Cela ne signifie naturellement pas qu’il faille refuser a priori toute légitimité au concept de
« sécularisation » : comment nier le fait que des thèses originellement théologiques puissent
se trouver reproduites et déplacées dans des contextes « modernes » ? Il s’agit simplement de
ne pas présupposer que de telles transpositions s’inscrivent dans un processus global et
univoque, et de prendre en compte leur diversité empirique. Car elles peuvent être
d’envergure très diverses ; elles peuvent obéir à des finalités politiques très diverses; enfin,
elles peuvent obéir à des mécanismes de projection très divers. La réduction spéculative de
ces diversités ne pouvant que répéter l’historicisme qu’elle combat, il serait préférable de
parler, par exemple, de mobilisation d’un schème théologique par un discours qui ne l’est
pas ; ce qui obligerait, à chaque fois, à poser la question du pourquoi et du comment : par
exemple, pourquoi, dans quelle conjoncture précise et par quels procéds précis Rousseau fut-il
amené à mobiliser le thème biblique de la Chute ou Comte la distinction du temporel et du
spirituel ? La « sécularisation » interdit de poser de telles questions parce qu’elle y a déjà
répondu en procédant, dans le moment même où elle s’y refusait, « zu einer volleren
Sinngebung », à une pleine et entière donation de sens.
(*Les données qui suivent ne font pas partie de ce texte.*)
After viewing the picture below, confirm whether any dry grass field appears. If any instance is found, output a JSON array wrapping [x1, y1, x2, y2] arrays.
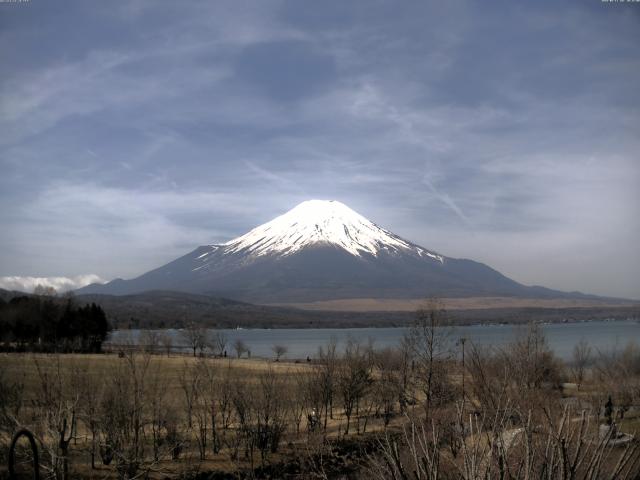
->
[[0, 320, 640, 480], [272, 297, 637, 312]]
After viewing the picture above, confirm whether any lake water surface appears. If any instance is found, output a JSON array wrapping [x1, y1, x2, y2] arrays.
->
[[108, 320, 640, 360]]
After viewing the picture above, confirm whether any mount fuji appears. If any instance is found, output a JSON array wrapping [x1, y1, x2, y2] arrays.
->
[[77, 200, 586, 303]]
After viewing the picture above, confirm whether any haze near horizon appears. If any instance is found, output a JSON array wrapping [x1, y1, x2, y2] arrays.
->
[[0, 1, 640, 299]]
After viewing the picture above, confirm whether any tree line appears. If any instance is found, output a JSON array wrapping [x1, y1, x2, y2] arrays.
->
[[0, 306, 640, 480], [0, 288, 110, 353]]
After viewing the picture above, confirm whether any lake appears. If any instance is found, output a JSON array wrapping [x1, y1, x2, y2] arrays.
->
[[107, 320, 640, 360]]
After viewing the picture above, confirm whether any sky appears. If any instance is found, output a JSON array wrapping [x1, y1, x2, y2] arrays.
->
[[0, 0, 640, 299]]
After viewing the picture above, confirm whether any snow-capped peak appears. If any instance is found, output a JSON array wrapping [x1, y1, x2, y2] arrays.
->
[[221, 200, 443, 262]]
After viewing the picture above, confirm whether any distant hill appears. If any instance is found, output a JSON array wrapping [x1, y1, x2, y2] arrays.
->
[[78, 200, 608, 304], [0, 289, 640, 329]]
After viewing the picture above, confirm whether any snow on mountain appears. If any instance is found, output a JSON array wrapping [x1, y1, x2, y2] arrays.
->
[[218, 200, 444, 262], [78, 200, 596, 303]]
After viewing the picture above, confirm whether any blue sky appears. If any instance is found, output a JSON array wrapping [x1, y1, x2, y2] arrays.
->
[[0, 0, 640, 298]]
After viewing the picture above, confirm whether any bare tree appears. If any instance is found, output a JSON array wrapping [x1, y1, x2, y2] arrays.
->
[[180, 322, 206, 357], [312, 337, 338, 431], [33, 356, 81, 480], [271, 345, 289, 362], [337, 339, 372, 435], [405, 299, 452, 417]]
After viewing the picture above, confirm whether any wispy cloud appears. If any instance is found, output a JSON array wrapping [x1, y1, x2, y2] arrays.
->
[[0, 0, 640, 297], [0, 274, 105, 293]]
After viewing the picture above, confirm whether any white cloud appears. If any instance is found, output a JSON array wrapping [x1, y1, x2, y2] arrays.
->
[[0, 273, 105, 293]]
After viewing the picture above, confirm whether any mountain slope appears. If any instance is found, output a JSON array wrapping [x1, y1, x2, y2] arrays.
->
[[78, 200, 596, 303]]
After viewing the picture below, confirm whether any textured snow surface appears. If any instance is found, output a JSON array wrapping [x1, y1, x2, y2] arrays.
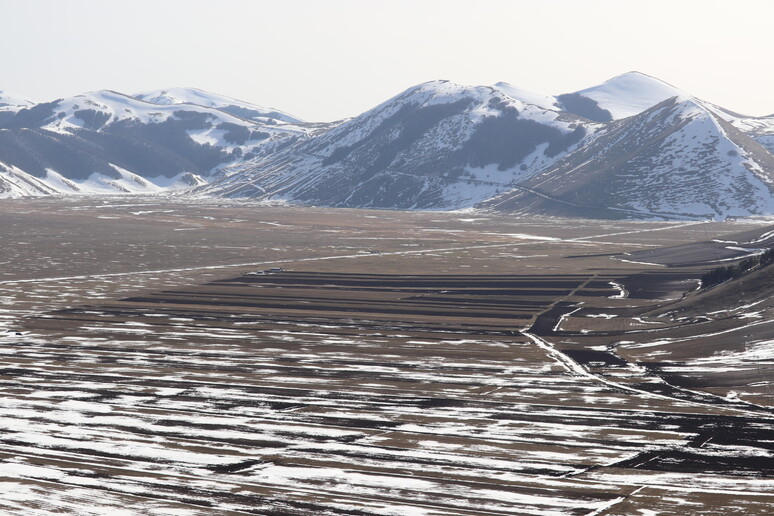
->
[[575, 72, 690, 120], [132, 88, 301, 123], [0, 90, 37, 111]]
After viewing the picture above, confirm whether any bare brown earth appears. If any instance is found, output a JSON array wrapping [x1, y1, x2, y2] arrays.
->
[[0, 199, 774, 516]]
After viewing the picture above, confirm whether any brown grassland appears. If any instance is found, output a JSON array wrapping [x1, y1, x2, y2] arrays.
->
[[0, 198, 774, 516]]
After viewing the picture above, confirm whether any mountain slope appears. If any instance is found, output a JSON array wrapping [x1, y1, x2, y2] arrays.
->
[[132, 88, 303, 124], [482, 97, 774, 218], [557, 72, 687, 122], [196, 81, 597, 209], [0, 91, 308, 196]]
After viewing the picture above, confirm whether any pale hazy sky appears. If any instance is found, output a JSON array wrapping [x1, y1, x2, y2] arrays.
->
[[0, 0, 774, 121]]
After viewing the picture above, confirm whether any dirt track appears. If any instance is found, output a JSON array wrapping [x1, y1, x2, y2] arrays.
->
[[0, 199, 774, 515]]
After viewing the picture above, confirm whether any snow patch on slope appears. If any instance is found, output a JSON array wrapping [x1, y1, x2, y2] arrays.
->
[[575, 72, 692, 120]]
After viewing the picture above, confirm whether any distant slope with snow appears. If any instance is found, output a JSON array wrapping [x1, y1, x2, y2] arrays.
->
[[557, 72, 688, 122], [482, 97, 774, 219], [0, 90, 310, 195], [132, 88, 303, 124]]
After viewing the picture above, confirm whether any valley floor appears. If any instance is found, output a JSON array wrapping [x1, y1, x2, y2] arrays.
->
[[0, 199, 774, 516]]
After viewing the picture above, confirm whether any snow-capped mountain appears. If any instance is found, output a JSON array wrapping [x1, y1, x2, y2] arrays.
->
[[196, 81, 598, 209], [132, 88, 303, 124], [0, 90, 310, 197], [0, 90, 36, 111], [483, 97, 774, 218], [556, 72, 689, 122], [0, 72, 774, 218]]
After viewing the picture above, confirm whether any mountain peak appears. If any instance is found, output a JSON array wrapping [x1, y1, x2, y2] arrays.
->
[[559, 71, 691, 121], [493, 82, 558, 110], [0, 90, 36, 111]]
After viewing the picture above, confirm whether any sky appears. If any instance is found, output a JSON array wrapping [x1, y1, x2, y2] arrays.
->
[[0, 0, 774, 122]]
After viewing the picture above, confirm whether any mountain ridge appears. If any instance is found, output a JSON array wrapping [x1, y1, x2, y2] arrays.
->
[[0, 72, 774, 218]]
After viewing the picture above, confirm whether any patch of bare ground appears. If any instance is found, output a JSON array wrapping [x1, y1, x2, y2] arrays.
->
[[0, 199, 774, 515]]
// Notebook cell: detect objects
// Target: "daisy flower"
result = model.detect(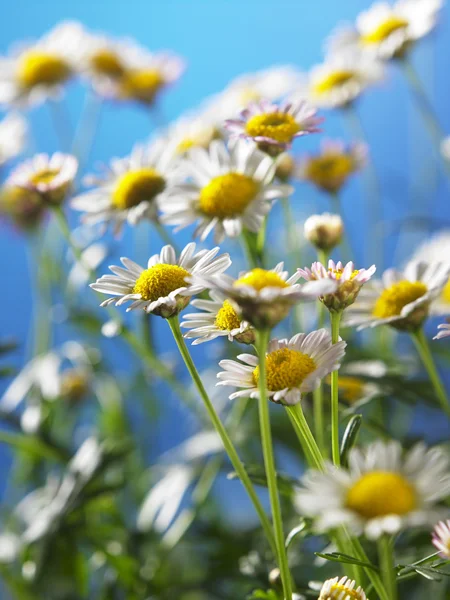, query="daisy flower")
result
[161,140,293,243]
[298,260,376,312]
[181,290,255,345]
[193,262,336,328]
[6,152,78,205]
[0,113,28,167]
[302,51,383,108]
[433,323,450,340]
[217,329,347,406]
[303,213,344,252]
[0,22,81,105]
[225,99,322,156]
[319,577,367,600]
[329,0,443,60]
[295,441,450,539]
[91,243,231,319]
[432,520,450,560]
[71,140,177,234]
[345,262,449,331]
[296,140,367,194]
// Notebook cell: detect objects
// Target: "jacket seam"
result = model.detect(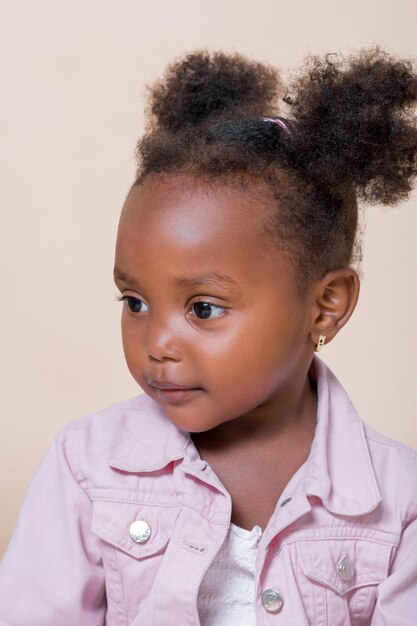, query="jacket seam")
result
[365,431,417,463]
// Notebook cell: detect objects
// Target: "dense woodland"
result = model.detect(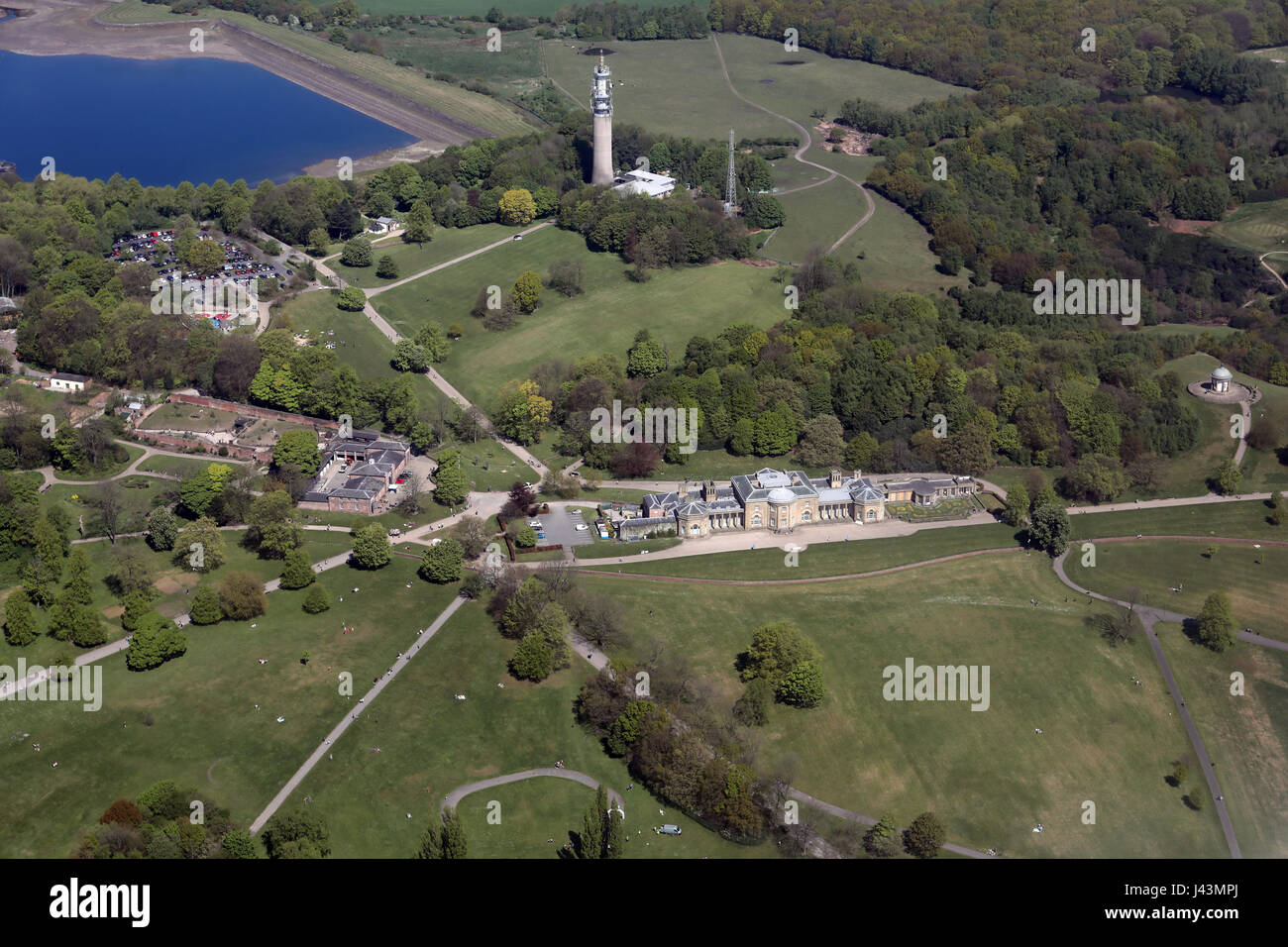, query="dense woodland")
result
[496,249,1283,500]
[0,121,773,407]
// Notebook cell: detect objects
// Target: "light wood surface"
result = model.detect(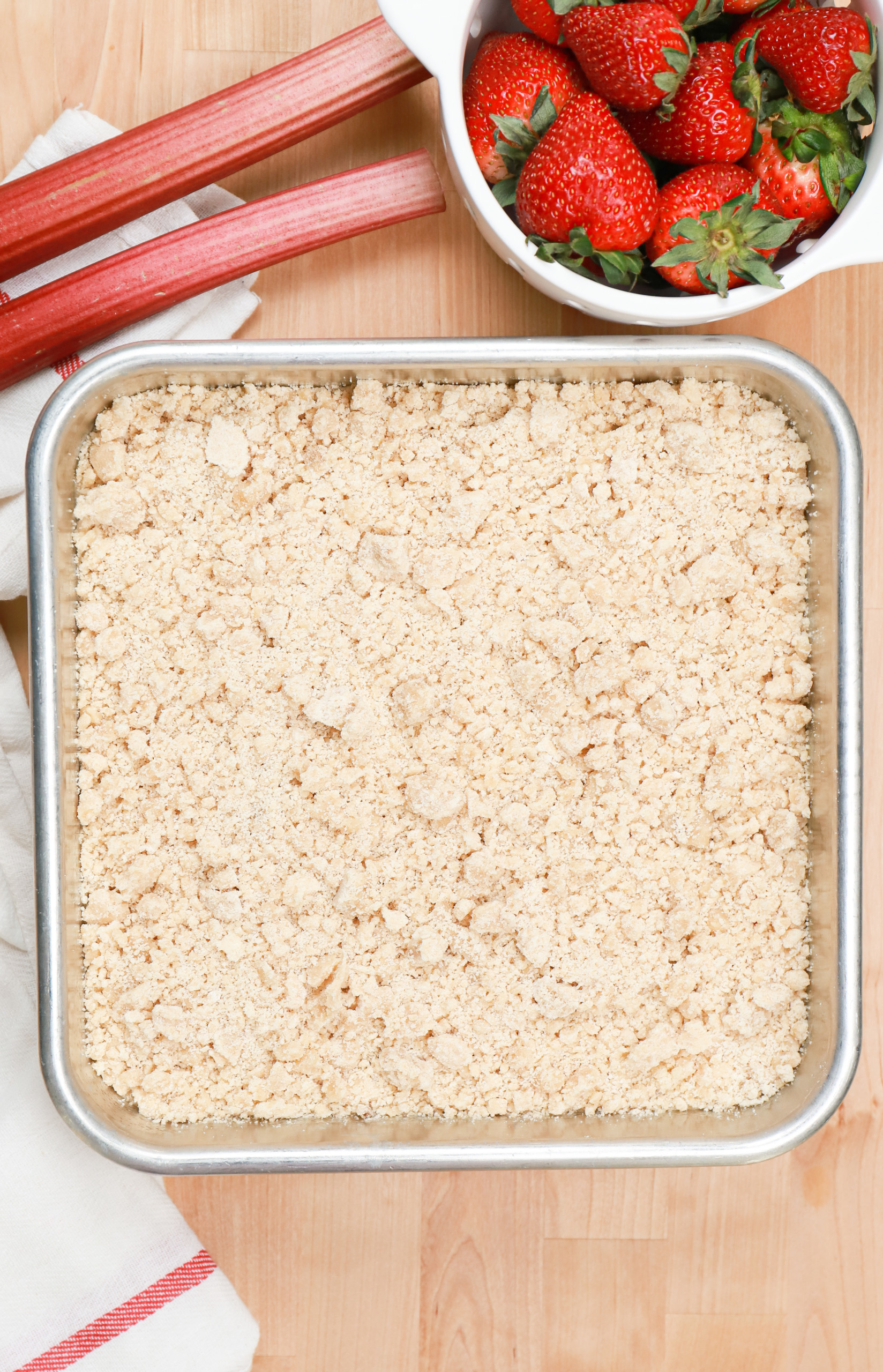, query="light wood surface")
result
[0,0,883,1372]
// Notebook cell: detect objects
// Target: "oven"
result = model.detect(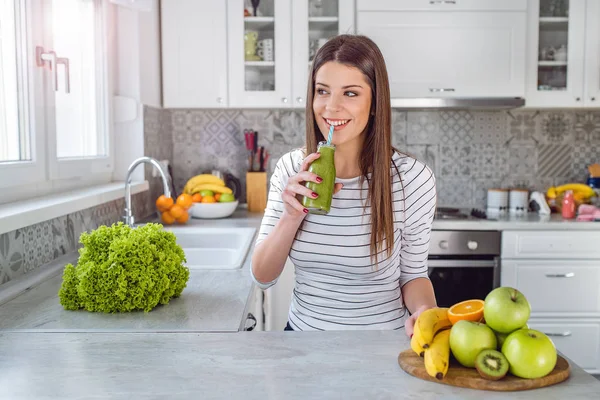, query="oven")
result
[428,229,501,307]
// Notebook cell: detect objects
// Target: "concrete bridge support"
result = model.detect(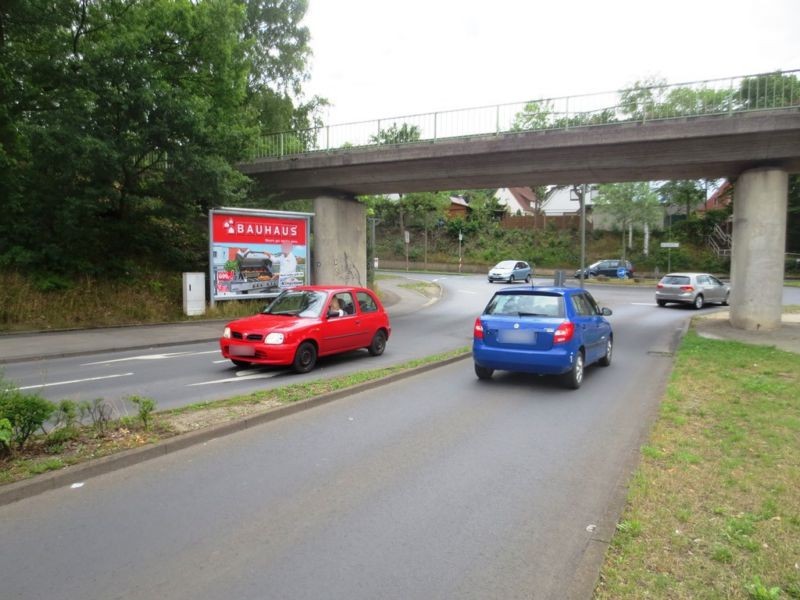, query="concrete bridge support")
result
[313,196,367,286]
[730,168,789,331]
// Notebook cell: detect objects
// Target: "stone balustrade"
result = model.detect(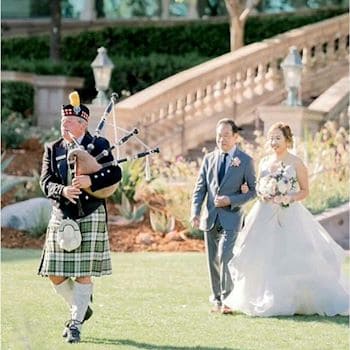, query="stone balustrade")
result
[106,15,349,157]
[308,76,350,127]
Contre quoi il faut résolument affirmer
son caractère punctiforme.
Mais alors, en fin de compte, il n’y a rien à sauver de l’ouvrage de Löwith ? La réponse, si
elle veut être conséquente, doit être claire : non.
Bertrand BINOCHE
Université Paris 1
Octobre 2003
1. Elles sont prononcées, en 1949, à l’Université de Chicago aux presses de laquelle elles seront, à leur tour, publiées
quatre ans plus tard.
2. Comme l’a remarqué J.-C. Monod : « [...] les thèses de sécularisation peuvent sonner comme rappel ironique de la
prégnance d’une tradition refoulé 8ee chez ceux qui s’en croient affranchis » (op. cit., p. 112-113).